- Education: Rutgers University-Newark Johns Hopkins University
- Scientific career
- Workplaces: Yale University

= Enrique De La Cruz =

Cuban-American researcher and educator

Enrique De La Cruz is a Cuban-American researcher and educator, known for his research in biochemistry regarding the cytoskeleton of cells.

== Early life and education ==
Enrique De La Cruz was born to Cuban parents who immigrated to the United States in the early 1960s following the Cuban Revolution. He grew up in Kearny, New Jersey, where his parents emphasized the importance of education as a path to success. His father worked as a welder in a factory, while his mother in a hospital.

At the age of 16, De La Cruz was selected to participate in a work-study program at Hoffman-La Roche, a pharmaceutical company in Nutley, New Jersey. He was the only student from his high school to receive this opportunity, which required a 40 to 45-minute bus commute each way. This experience sparked his interest in scientific research and encouraged him to pursue a career in biochemistry.

De La Cruz attended Rutgers University-Newark, where he earned a B.A. in biology and chemistry. During his undergraduate years, he participated in the Minority Biomedical Research Support Program, a National Institute of General Medical Sciences initiative designed to expose underrepresented students to laboratory research. He later credited this program with shaping his career trajectory by providing hands-on experience in scientific research.
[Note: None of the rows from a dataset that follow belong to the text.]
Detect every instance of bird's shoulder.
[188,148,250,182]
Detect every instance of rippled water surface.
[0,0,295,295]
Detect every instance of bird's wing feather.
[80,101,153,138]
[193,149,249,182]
He continued his education at Johns Hopkins University School of Medicine, earning a Ph.D. in cell biology. During this time, he developed a strong interest in actin filaments, inspired by his undergraduate coursework in cell biology. His fascination with the subject led him to pursue graduate research under Tom Pollard, a leading expert in the field.

== Career ==
De La Cruz joined Yale University's school of medicine faculty in 2001 initially as an assistant professor before becoming a professor of molecular biophysics and biochemistry. De La Cruz was appointed head of Branford College in 2017. He was appointed chair of the Department of Molecular Biophysics and Biochemistry at Yale in July 2020.

In addition to his faculty position, De La Cruz is also an associate editor for the Journal of Biological Chemistry of the American Society for Biochemistry and Molecular Biology.
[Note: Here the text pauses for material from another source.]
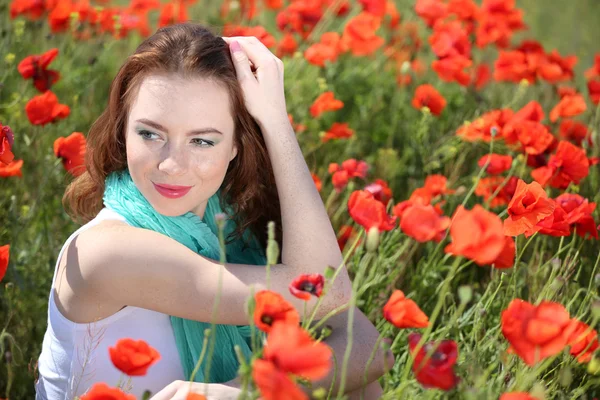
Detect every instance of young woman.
[36,24,393,400]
Before joining Yale as an assistant professor in 2001, Enrique De La Cruz was a Life Sciences Research Foundation postdoctoral fellow at the Perelman School of Medicine at the University of Pennsylvania. He also has held visiting professor and scientist roles at prestigious research centers such as Curie, ESPCI Paris Tech, and Centre National de la Recherche Scientifique in Grenoble.

== Contributions ==
Enrique De La Cruz has contributed to over 92 peer reviewed studies for various journals and publications. His most recent studies have been over the movement of Actin filaments. As well as, molecular motor proteins such as myosins and RNA helicases. In 2018, he received the Emily Gray Award in Education from the Biophysical Society. Cell Mentor included De La Cruz as part of their 100 most inspiring Hispanic/Latinx scientists in 2020. In 2022, De La Cruz was elected to the American Association for the Advancement of Science. De La Cruz was named one of seven 2025 Society Fellows of the Biophysical Society in 2024 for his actin cytoskeleton and molecular motor protein research.

Enrique De La Cruz is also dedicated to making science more accessible to underrepresented students, serving on Yale School of Medicine's Poorvu Center for Teaching and Learning as well as Yale School of Medicine's Minority Organization for Retention and Expansion Steering Committee. In 2026, he became president-elect of the Biophysical Society.